Yaron responded to my Web3S posts on identity in hierarchies and graph serialization support. (Yaron's comment is on the second link).
My original concern was Web3S duplicates the values of a single resource when serializing a tree, and this obscures the identity of resources.
Now, I realize the issue isn't just about obscuring the identity, but Web3S has no standard way to expose the primary resources in a system.
The properties of a Web3S:ID are
- unique only within the containing element,
- used to generate URIs, but also path-relative to the containing elements
This URI (a non-prefixed, short version from the example in section 7):
http://example.net/stuff/morestuff/articles/article(8383)/authors/author(23455)doesn't provide a primary resource identifier for the author. Why? This path dependent URI is hardly different than the same URI with a fragment identifier (for a secondary resource):
http://example.net/stuff/morestuff/articles/article(8383)#author23455From Architecture of the World Wide Web, section 2.6 Fragment Identifiers:
The fragment identifier component of a URI allows indirect identification of a secondary resource by reference to a primary resource and additional identifying information. The secondary resource may be some portion or subset of the primary resource, some view on representations of the primary resource, or some other resource defined or described by those representations. The terms "primary resource" and "secondary resource" are defined in section 3.5 of [URI].The author in all of these examples should be (able to be) identified as a primary resource, not just a secondary one. Whether or not authors are primary or secondary resources is really a question of server implementation. The spec for Web3S makes that that decision by default for all services though.
Here is the rest of Yaron's comment, with my additional thinking added in.
Yaron writes: Web3S’s infoset is just the core set of primitive data containers, they don’t define the data models that sit on top. So, for example, one could easily define a graph based data model on top of the tree based infoset that used links to say things like “These two things are the same”. In fact section 10.1 and 10.2 of the Web3S spec define a standard HREF style element for exactly this reason.True enough, it could be done. However, the Web3S infoset does explicitly define a notion of identify, Web3S:ID, that doesn't provide a way to express those thing.
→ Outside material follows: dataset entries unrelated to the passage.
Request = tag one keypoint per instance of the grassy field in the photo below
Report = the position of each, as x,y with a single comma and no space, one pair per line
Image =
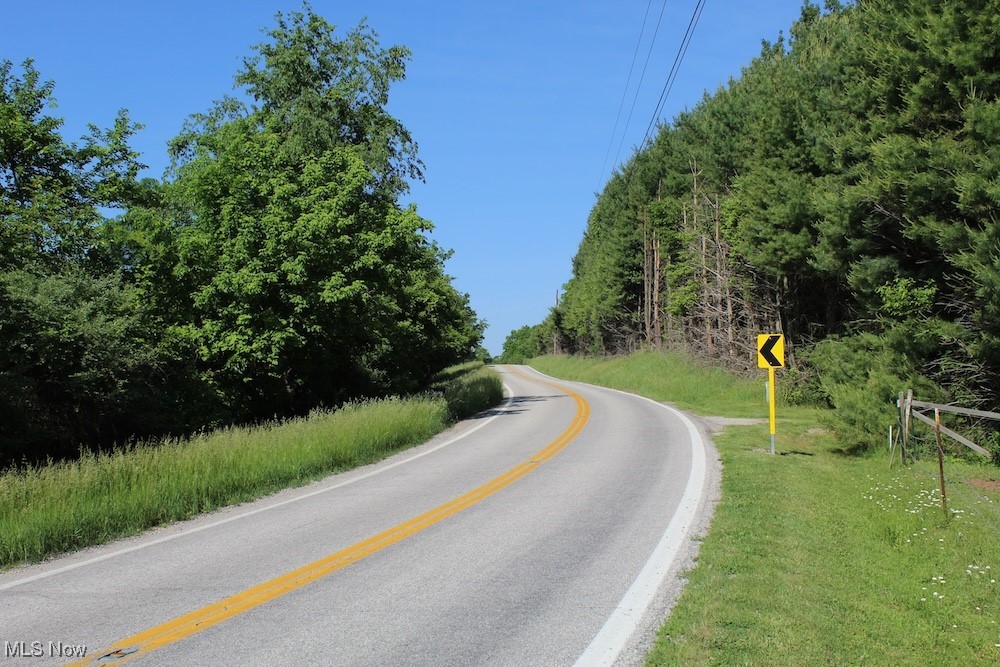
64,506
815,557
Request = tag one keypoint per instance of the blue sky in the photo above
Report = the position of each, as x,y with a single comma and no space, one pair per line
512,104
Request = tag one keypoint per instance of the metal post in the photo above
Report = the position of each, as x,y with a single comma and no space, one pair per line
770,400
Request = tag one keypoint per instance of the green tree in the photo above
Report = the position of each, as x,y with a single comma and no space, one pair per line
280,250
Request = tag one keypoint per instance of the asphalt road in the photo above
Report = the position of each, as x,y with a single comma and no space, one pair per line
547,532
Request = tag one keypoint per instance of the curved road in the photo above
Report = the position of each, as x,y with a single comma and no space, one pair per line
546,532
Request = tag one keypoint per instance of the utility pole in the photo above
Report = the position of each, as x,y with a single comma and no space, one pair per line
555,334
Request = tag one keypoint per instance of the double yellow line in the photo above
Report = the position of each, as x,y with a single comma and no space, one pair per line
189,624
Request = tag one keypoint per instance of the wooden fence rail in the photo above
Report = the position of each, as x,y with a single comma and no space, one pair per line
910,408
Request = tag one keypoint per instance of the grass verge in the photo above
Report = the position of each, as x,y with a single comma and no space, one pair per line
100,497
815,557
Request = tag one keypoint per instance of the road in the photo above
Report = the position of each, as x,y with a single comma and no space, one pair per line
546,532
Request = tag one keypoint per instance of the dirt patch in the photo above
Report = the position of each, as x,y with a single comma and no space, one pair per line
716,424
986,484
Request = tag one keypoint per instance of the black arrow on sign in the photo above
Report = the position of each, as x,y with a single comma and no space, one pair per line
765,351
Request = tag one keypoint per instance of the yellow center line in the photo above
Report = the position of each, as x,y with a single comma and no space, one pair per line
210,615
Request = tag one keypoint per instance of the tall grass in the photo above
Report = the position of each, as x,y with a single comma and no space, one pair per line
469,388
69,505
815,557
666,377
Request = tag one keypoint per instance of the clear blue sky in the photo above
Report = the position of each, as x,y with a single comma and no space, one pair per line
512,103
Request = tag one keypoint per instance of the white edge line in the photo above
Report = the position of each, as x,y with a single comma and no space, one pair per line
214,524
611,639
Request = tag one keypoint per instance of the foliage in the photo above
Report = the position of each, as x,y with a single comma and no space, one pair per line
842,188
47,509
814,558
272,272
522,344
468,388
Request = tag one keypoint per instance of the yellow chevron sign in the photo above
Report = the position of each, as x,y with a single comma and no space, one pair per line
770,351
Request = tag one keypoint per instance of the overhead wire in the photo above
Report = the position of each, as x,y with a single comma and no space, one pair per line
628,80
678,59
667,86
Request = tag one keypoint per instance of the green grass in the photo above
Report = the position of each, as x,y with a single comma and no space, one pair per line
815,557
63,506
469,388
666,377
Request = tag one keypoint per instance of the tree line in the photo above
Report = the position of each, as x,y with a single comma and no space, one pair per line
271,271
843,190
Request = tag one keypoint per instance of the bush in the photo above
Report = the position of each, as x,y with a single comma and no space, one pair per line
860,376
468,388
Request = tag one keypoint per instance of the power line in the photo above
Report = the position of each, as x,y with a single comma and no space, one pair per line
678,59
621,104
642,76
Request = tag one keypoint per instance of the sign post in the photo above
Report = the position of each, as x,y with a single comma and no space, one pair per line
771,355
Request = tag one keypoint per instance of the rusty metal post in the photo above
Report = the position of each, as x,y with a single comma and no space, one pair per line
937,431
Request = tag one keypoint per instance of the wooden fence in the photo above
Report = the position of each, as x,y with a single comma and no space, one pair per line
910,408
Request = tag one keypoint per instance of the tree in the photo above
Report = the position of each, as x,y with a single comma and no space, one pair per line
280,250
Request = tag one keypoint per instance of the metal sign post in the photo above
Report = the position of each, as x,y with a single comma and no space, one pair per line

The definition you mentioned of HREF elements makes no statement about what resource is identified, so no client can assume anything about it.
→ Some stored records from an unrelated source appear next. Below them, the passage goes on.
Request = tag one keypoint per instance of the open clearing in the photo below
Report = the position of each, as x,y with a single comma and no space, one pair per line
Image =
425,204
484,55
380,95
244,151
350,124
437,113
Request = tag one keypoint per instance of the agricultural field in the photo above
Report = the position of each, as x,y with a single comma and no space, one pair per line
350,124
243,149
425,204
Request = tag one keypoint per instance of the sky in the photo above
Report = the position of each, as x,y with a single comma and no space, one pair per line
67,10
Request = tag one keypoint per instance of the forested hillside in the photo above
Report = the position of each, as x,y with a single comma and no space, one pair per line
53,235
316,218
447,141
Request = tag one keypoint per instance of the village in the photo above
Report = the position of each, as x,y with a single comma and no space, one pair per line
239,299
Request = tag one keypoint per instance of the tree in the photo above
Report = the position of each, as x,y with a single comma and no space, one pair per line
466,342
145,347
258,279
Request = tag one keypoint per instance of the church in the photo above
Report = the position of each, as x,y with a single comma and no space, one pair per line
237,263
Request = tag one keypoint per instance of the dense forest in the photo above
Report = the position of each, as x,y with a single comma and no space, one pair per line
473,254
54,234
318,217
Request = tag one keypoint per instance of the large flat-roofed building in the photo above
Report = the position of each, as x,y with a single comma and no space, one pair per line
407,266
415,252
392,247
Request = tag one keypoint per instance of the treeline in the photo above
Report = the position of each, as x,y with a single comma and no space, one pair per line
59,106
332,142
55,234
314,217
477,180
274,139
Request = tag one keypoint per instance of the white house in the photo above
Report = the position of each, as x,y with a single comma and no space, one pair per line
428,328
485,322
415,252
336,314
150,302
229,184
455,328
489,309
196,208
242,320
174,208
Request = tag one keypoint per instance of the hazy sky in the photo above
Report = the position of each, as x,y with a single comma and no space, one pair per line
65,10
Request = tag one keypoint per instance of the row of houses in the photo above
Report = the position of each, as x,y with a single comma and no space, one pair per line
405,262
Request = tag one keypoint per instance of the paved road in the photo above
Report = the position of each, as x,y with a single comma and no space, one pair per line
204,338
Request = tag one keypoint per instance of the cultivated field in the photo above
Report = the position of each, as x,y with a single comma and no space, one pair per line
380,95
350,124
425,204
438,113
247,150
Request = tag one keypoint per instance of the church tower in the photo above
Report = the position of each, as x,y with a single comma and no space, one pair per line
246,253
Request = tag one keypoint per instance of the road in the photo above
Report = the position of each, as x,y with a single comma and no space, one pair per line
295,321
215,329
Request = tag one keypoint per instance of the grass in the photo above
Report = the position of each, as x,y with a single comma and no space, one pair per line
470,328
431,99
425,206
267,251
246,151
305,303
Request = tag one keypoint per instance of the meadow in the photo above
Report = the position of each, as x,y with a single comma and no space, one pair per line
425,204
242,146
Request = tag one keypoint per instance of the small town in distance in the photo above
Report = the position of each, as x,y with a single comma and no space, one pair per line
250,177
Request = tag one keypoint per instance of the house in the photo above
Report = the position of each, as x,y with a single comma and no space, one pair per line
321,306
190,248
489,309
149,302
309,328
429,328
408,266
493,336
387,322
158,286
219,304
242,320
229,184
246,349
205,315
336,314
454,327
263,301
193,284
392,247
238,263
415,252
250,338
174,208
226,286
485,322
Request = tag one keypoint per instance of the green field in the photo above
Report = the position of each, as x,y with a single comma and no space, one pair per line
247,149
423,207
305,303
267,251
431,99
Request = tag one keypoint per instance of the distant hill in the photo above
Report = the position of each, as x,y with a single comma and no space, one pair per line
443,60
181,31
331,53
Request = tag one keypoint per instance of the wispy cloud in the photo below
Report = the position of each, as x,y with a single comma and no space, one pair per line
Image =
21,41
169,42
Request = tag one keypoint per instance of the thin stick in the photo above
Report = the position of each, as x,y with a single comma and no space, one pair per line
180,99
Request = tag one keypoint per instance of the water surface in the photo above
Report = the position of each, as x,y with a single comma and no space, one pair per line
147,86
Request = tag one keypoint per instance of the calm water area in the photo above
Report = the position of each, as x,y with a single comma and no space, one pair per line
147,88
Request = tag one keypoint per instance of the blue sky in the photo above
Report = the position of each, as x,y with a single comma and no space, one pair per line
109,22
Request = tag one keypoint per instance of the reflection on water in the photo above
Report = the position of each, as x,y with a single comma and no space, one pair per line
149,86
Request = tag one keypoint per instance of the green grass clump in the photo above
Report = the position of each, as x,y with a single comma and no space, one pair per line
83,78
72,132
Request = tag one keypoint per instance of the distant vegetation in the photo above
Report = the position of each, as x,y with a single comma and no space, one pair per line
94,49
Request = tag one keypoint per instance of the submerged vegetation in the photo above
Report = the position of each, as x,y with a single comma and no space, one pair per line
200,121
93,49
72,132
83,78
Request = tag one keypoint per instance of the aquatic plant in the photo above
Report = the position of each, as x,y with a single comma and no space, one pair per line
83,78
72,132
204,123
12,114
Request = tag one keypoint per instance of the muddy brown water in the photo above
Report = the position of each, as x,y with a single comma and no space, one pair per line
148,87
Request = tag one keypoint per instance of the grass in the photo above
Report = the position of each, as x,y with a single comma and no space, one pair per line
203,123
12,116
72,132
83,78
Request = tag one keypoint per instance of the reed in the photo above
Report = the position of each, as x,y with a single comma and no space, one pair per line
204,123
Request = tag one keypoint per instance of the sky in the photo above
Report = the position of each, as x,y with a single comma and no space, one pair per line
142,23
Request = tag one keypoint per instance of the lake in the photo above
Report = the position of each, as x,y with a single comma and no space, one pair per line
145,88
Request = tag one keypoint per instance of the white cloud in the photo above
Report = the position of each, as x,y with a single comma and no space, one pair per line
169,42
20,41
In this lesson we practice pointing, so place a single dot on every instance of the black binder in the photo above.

Yaron writes: By Value – If the canonical author entry and the references to author all exist within the same ‘system’ (I’m being vague intentionally but think of examples like a single DB) then likely would one just use by value. The author values would show up where needed and changing one author value would change the other. Astoria does this today but they add the additional guarantee that if two instances of a particular element (e.g. author) are in fact the same underlying object then the ID will be the same. That is completely legal in Web3S. Web3S just says that the caller can only assume that IDs are locally unique. But the server is free to offer a higher guarantee if it wants and then advertise that fact. Heck a server could choose to give every element instance a GUID/UUID and so guarantee global uniqueness.All based on optional elements and out of band (published schema) communication.
- I can't write a general purpose Web3S tool that takes advantage of that, and
- Tools that do take advantage of that are more tightly coupled to that one service.
Yaron writes: Also, for whatever it’s worth, Astoria supports both hard and soft linking. Our current thinking about this in Web3S is that we would allow servers to advertise schemas that define object relationships, explain ID guarantees, specify hard versus soft linking, etc. We will also probably provide mechanisms to allow servers to annotate data with this information directly rather than requiring schema look up but given the bandwidth expense I’m not sure how often we would use this.I hope you would use it all the time, otherwise you will be promoting a code generation solution with published Schemas. See my own blog posts, as well as the recent storm of discourse on WADL and REST.
I'm not exactly sure what hard and soft linking refer to here, can you expand? I don't have experience with Astoria yet, and I'm thinking inode filesystem hard links...
Yaron writes: By Reference – Alternatively there would be a single canonical author entry and anyone who wanted to refer to that entry would just use a URL ala section 10.1.This should be the default for how Web3S works: the identifier can be a primary or secondary resource identifier in all cases. It should be absolutely server-dependent whether authors can be independently identifiable, but providing canonical and absolute identity for any EII should not require client-server coupling.
I'll think more about how to achieve this, but a first random idea is to allow the HREF element inside (and in place of) the Web3S:ID element.
Yaron writes: In either case you can get there from here.Yes, you can, but the default, standard, and primary means of identification should directly support a canonical identifier system without reporting to optional elements and shared schemas.